<<< zurück | VIII. Schätze, Schlangen, Drachen | weiter >>>
Zur Mittagszeit im Heumachen hatte sich eine Frau aus Schotten, die in dem Wiesgrund unter dem Altenburgskopf, der die Michelbach heißt, sich müde geschafft hatte, eben mit ihrem Kopf auf einen großen Stein gelegt, um ein wenig zu schlafen. Wie sie so da lag, sah sie vor sich eine wunderbar schöne rote Schlüsselblume auf dem Boden stehen. Sie blickte unverwandt danach. Weil ihr dieselbe immer besser gefiel, stand sie auf und brach sie ab. Als sie den Kopf wieder umwendete, ringelte sich auch eine große graue Schlange auf demselben Stein auseinander, auf welchem sie eben mit dem Kopf gelegen hatte, als wäre sie durch ihr Aufstehen aufgescheucht. Die Frau reute es in diesem Augenblick, die Blume gebrochen zu haben, denn sie dachte: Was wäre das für ein Zierrat in deinem Gärtchen gewesen, wenn du sie mit der Wurzel ausgestochen und dahin gepflanzt hättest!

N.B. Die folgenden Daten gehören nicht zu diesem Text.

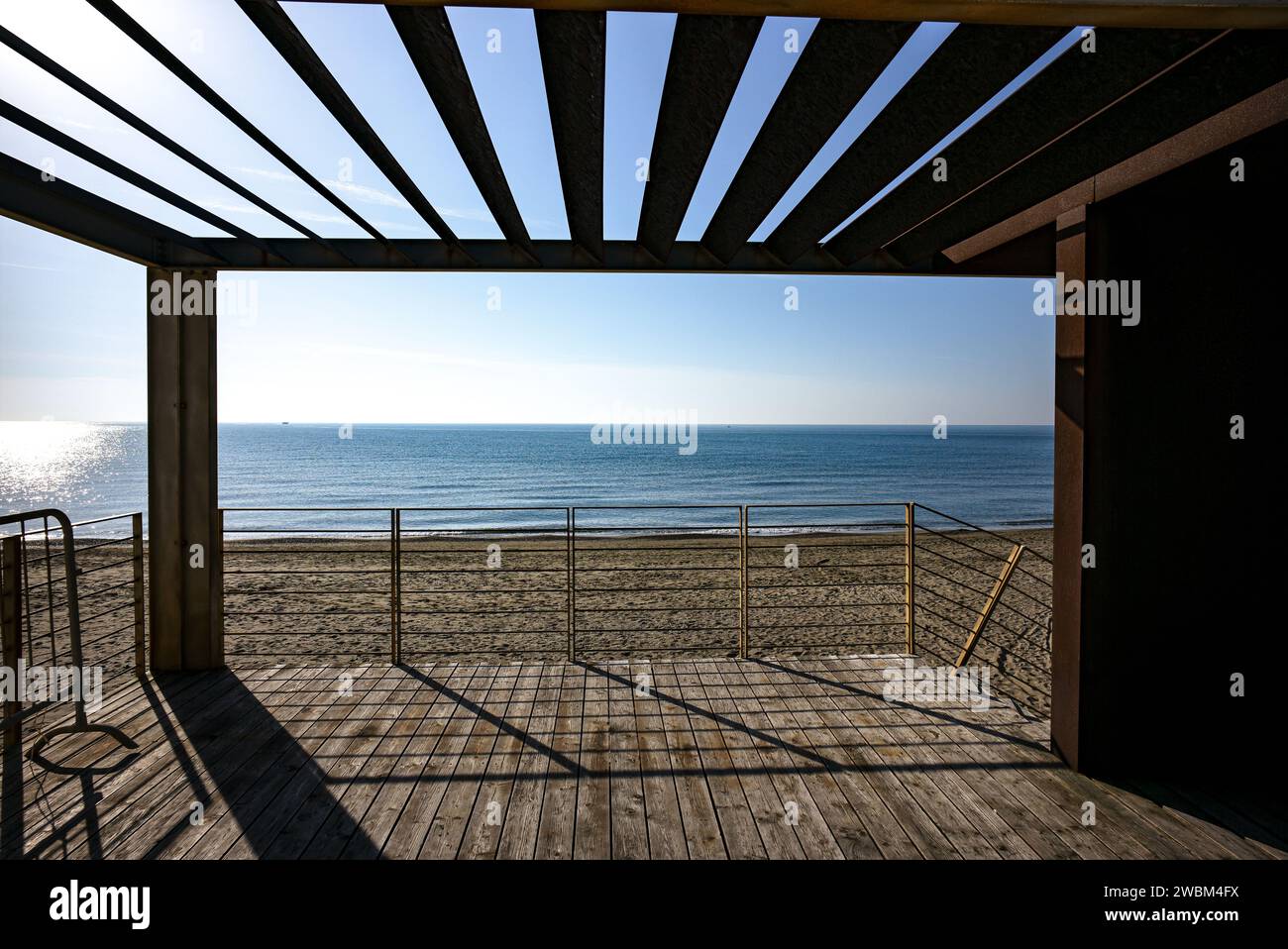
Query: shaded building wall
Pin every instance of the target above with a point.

Als sie sich noch eben diese Betrachtung machte, erscholl in der Luft eine gar jämmerlich klagende Stimme: »O, hättest du gewartet bis morgen Mittag zwölf Uhr, so hättest du in der Blume die Schlüssel zur Altenburg und damit dein Glück gefunden!«
Nun sah sich die Frau nach der Schlange um, allein diese war mitsamt der Blume unbegreiflicherweise verschwunden.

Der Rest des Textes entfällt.